I'm working on a proof (the proof of Lagrange's Identity), but it includes a sum notation I'm not familiar with:
$$\sum_{1\le k\lt j\le n} (a_kb_j-a_jb_k)^2$$
I would appreciate any explanations of what this is saying, specifically in regards to the inequalities below the sigma. Thanks!
On
This means you are summing the value of $(a_kb_j-a_jb_k)^2$ over all ordered pairs $(k,j)$ such that $1\leq k<j\leq n$. For instance, if $n=3$, these ordered pairs are $(1,2)$, $(1,3)$, and $(2,3)$, so the sum is $$(a_1b_2-a_2b_1)^2+(a_1b_3-a_3b_1)^2+(a_2b_3-a_3b_2)^2.$$
On
For example, $1 \le k < j \le 5$ would indicate the $(j,k)$ pairs
\begin{array}{cccc} (2,1) \\ (3,1) & (3,2) \\ (4,1) & (4,2) & (4,3) \\ (5,1) & (5,2) & (5,3) & (5,4) \end{array}
On
${1\leq j<k\leq n}$ is the domain of the operator. We sum the terms for all integer values of the bound variables, $(j,k)$, where this domain holds true.

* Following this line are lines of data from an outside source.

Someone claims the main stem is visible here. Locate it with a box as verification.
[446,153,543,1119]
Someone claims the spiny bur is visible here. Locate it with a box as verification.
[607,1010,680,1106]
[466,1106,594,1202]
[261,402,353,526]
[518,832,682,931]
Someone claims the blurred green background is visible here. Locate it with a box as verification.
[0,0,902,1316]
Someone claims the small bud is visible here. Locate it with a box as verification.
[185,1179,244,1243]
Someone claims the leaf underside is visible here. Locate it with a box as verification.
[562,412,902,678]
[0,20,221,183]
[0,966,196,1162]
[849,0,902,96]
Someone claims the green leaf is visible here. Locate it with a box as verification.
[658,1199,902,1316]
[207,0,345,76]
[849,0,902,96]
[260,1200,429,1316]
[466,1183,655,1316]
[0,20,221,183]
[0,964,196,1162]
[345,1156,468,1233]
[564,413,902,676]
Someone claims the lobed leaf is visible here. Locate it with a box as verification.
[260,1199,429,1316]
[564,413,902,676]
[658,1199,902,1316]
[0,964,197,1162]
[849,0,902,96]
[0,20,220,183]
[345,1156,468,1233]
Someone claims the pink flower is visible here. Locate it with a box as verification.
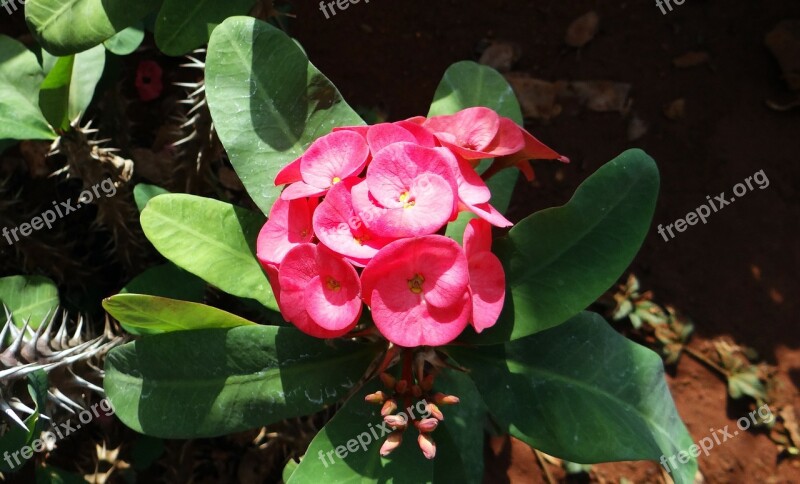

This is sometimes more convenient than the double sum notation with which you might be more familiar. $$\sum_{1\leq j<k\leq n} (a_k b_j −a_j b_k )^2 \\ ~=~ \sum_{j=1}^{n-1}\sum_{k=j+1}^{n}(a_k b_j −a_j b_k )^2 \\ ~=~ \sum_{k=2}^{n}\sum_{j=1}^{k-1}(a_k b_j −a_j b_k )^2 $$
The notation is indeed confusing. It should be $$\sum_{\substack{k,j \\1\leq k<j\leq n}}$$ i.e., summing over $k$ and $j$ with the condition given below.